Alberto Benegas Lynch

No es infrecuente la crítica tan despiadada como ignorante a la Revolución Industrial en Inglaterra sin percatarse que precisamente en esa época, merced a las ideas prevalentes en cuanto a la libertad de comercio, comenzaron a revertirse las condiciones de la gente y, por primera vez en la historia de la humanidad se habló sobre “la cuestión social”.

 

Ya no era posible que solo la nobleza viviera en condiciones razonables (aunque ella misma padecía infecciones incurables solo por una muela o debía hacer sus necesidades corporales en pajonales porque no existían baños). La Revolución Industrial tuvo lugar debido a que se eliminaron los carnets para comerciar dentro y fuera del país, los monopolios reales dejaron de imponerse, los precios se liberaron y la asignación de derechos de propiedad fue adquiriendo sentido. Se parlotea sobre este período como si antes de esta revolución los campesinos bailoteaban en torno a ollas siempre humeantes de espléndidos manjares alimenticios, sin tener en cuenta que la condición normal era la muerte prematura, las pestes y las hambrunas, maldiciones que quedaron atrás como condiciones normales de vida y la gente pudo pensar en educación y en los primeros signos de confort elemental fuera de la realeza y sus acólitos.

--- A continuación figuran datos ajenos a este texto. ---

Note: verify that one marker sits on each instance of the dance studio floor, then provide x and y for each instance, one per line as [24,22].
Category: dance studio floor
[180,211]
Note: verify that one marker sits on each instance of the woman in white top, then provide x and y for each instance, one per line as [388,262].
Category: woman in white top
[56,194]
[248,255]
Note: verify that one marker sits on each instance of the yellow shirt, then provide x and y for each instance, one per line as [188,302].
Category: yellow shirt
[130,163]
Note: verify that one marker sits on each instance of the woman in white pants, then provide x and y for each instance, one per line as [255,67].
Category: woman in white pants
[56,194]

En el notable libro que comentaré muy brevemente en estas líneas, se describe a las mil maravillas lo que ocurría en la Francia dieciochesca, es decir, en la época pre-capitalista, a través de los olores: “En la época que nos ocupa reinaba en las ciudades un hedor apenas concebible para el hombre moderno. Las calles interiores apestaban a estiércol, los patios interiores apestaban a orina […]; las cocinas, a col podrida y grasa de carnero; los aposentos sin ventilación apestaban a polvo enmohecido; los dormitorios a sábanas grasientas […] Hombres y mujeres apestaban a sudor y a ropa sucia […] los alientos olían a cebolla y los cuerpos, cuando no eran jóvenes, a queso rancio, a leche agria y a tumores malignos. Apestaban los ríos, apestaban las plazas, apestaban las iglesias […] El campesino apestaba como el clérigo; el oficial de artesano como la esposa del maestro […] porque en el siglo xviii no se había atajado la actividad corrosiva de las bacterias y por consiguiente no había ninguna acción humana […] que no fuera acompañada por algún hedor”. Así escribe Patrick Süskind en El perfume. Historia de un asesino, una novela que vendió doce millones de copias en cuarenta y seis lenguas (en Der Spiegel se mantuvo por nueve años en la lista de best-sellers). Todo el libro es un canto a las glándulas pituitarias. Todo se describe a través del olfato: una danza olfativa, aunque danza macabra por las características truculentas y malvadas del personaje principal que asesina para poseer los olores de la víctima.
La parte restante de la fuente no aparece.